By Hitesh Jethva, Alibaba Cloud Tech Share Author. Tech Share is Alibaba Cloud’s incentive program to encourage the sharing of technical knowledge and best practices within the cloud community.
High availability is a term that describes a websites or applications that are durable and likely to operate continuously without failure for a long time. High availability provides a number of failsafe, and aims for a 99% uptime. Highly available systems are made from several components, they can be scaled horizontally when needed, thus improving their ability to serve content.
Pacemaker is an advanced, scalable High-Availability cluster resource manager that provides maximum availability of the cluster resources by doing failover of resources between the cluster nodes. Pacemaker uses corosync for heartbeat and internal communication among cluster components. Pacemaker manages all cluster resources and achieves maximum availability by detecting and recovering from node- and resource-level failures by making use of the messaging and membership capabilities provided by Corosync.
In this tutorial, we will explain the installation and configuration of a two-node Nginx web server cluster using Pacemaker on an Alibaba Cloud Elastic Compute Service (ECS) Ubuntu 16.04 server.
First, login to your https://ecs.console.aliyun.com/?spm=a3c0i.o25424en.a3.13.388d499ep38szx">Alibaba Cloud ECS Console . Create a new ECS instance , choosing Ubuntu 16.04 as the operating system with at least 2GB RAM. Connect to your ECS instance and log in as the root user.

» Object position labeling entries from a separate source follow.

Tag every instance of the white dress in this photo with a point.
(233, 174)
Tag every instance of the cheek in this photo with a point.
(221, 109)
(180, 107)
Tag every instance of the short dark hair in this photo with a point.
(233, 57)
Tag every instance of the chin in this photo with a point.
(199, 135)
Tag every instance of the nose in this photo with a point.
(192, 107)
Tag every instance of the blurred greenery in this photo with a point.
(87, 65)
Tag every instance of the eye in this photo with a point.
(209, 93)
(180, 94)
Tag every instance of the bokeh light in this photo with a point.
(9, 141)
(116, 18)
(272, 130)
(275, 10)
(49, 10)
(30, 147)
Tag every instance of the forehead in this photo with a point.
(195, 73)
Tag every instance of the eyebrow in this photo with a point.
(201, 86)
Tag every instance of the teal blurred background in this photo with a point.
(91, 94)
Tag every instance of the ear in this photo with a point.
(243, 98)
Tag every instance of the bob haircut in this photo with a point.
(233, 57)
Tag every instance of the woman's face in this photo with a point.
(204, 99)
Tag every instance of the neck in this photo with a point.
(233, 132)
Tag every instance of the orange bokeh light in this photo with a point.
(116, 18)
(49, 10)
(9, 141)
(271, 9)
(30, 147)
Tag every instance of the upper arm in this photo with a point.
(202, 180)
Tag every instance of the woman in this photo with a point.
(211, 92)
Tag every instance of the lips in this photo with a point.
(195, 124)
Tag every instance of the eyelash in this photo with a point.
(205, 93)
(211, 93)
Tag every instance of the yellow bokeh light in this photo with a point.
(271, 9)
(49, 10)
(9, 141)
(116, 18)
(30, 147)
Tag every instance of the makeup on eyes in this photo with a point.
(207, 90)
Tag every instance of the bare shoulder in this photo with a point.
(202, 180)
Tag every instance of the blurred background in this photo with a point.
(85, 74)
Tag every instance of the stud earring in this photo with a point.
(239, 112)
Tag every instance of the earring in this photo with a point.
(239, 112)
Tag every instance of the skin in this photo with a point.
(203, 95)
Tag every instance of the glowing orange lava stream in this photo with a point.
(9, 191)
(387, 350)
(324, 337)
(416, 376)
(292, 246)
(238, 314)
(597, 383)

Once you are logged into your Ubuntu 16.04 instance, run the following command to update your base system with the latest available packages.
apt-get update -y
Before starting, you will need to configure hosts file on each server, so each server can communicate to the other servers with the hostname of the server.
You can do this by editing /etc/hosts file on both servers.
nano /etc/hosts
Add the following lines (replace the variable Node1_IP_Address and Node2_IP_Address with the actual IP address of your ECS instances):
Node1_IP_Address node1
Node2_IP_Address node2
Save and close the file, when you are finished.

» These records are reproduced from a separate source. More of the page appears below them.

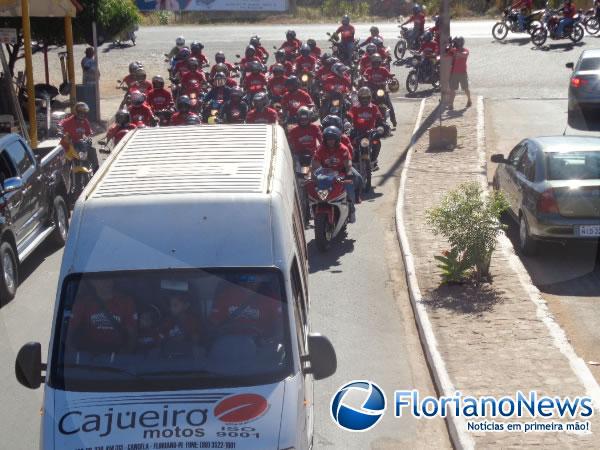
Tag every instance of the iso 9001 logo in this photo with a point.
(358, 405)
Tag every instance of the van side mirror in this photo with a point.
(28, 366)
(12, 184)
(321, 354)
(499, 159)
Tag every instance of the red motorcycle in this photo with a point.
(329, 205)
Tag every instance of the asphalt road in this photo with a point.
(358, 289)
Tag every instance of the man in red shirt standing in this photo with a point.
(261, 113)
(458, 74)
(346, 32)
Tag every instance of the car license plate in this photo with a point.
(589, 230)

Next, test hostname resolution by pinging the other server using hostname:
ping node1
ping node2
Before setting up the High Availability web server, you will need to install and configure Nginx on each of the nodes. You can install Nginx by running the following command:
apt-get install nginx -y
Once Nginx is installed, start Nginx service and enable it to start on boot time by running the following command on each of the nodes:
systemctl start nginx
systemctl enable nginx
Next, create default index.html page of Nginx on each node:
On Node1, open the index.html page:
nano /var/www/html/index.html
Remove all the lines and add the following lines:
<h1>
Nginx Cluster ::: Node1
</h1>
Save and close the file when you are finished.

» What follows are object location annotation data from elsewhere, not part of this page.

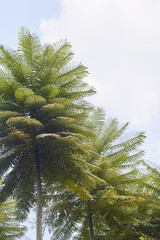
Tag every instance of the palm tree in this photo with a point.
(9, 227)
(42, 123)
(111, 210)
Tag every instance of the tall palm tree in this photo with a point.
(9, 226)
(112, 206)
(42, 122)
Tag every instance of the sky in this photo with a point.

On Node2, open the index.html page:
nano /var/www/html/index.html
Remove all the lines and add the following lines:
<h1>
Nginx Cluster ::: Node2
</h1>
Save and close the file when you are finished.
Now, stop the Nginx service on each node:
systemctl stop nginx
Next, you will need to install Pacemaker, Corosync, and Crmsh on each node. By default, all the packages are available in Ubuntu 16.04 default repository. So you can install all of them with the following command:
apt-get install pacemaker corosync crmsh -y
Once the installation is completed, stop Pacemaker and Corosync services with the following command:
systemctl stop corosync
systemctl stop pacemaker
Next, you will need to configure Corosync on Node1 and generate the Corosync key for the cluster authentication.
Before starting, you will need to install haveged to generate random numbers for the Corosync key. You can install it with the following command:
apt-get install haveged -y
Next, generate Corosync key by running the following command:
corosync-keygen
You should see the following output:
Corosync Cluster Engine Authentication key generator.
Gathering 1024 bits for key from /dev/random.
Press keys on your keyboard to generate entropy.
Press keys on your keyboard to generate entropy (bits = 920).
Writing corosync key to /etc/corosync/authkey.
You can also see the generated key using the following command:
ls -l /etc/corosync/
Output:
-r-------- 1 root root 128 Feb 28 20:39 authkey
-rw-r--r-- 1 root root 3929 Oct 21 2015 corosync.conf
Next, change the directory to /etc/corosync and remove default configuration file:
cd /etc/corosync/
rm -rf corosync.conf
Next, create new corosync.conf file as shown below:
nano corosync.conf
Add the following lines (replace the variable Node1_IP_Address and Node2_IP_Address with the actual IP addresses of your ECS instances):
totem {
version: 2
cluster_name: lbcluster
transport: udpu
interface {
ringnumber: 0
bindnetaddr: Node1_IP_Address
broadcast: yes
mcastport: 5405
}
}
quorum {
provider: corosync_votequorum
two_node: 1
}
nodelist {
node {
ring0_addr: Node1_IP_Address
name: primary
nodeid: 1
}
node {
ring0_addr: Node2_IP_Address
name: secondary
nodeid: 2
}
}
logging {
to_logfile: yes
logfile: /var/log/corosync/corosync.log
to_syslog: yes
timestamp: on
}
service {
name: pacemaker
ver: 1
}
Save and close the file when you are finished.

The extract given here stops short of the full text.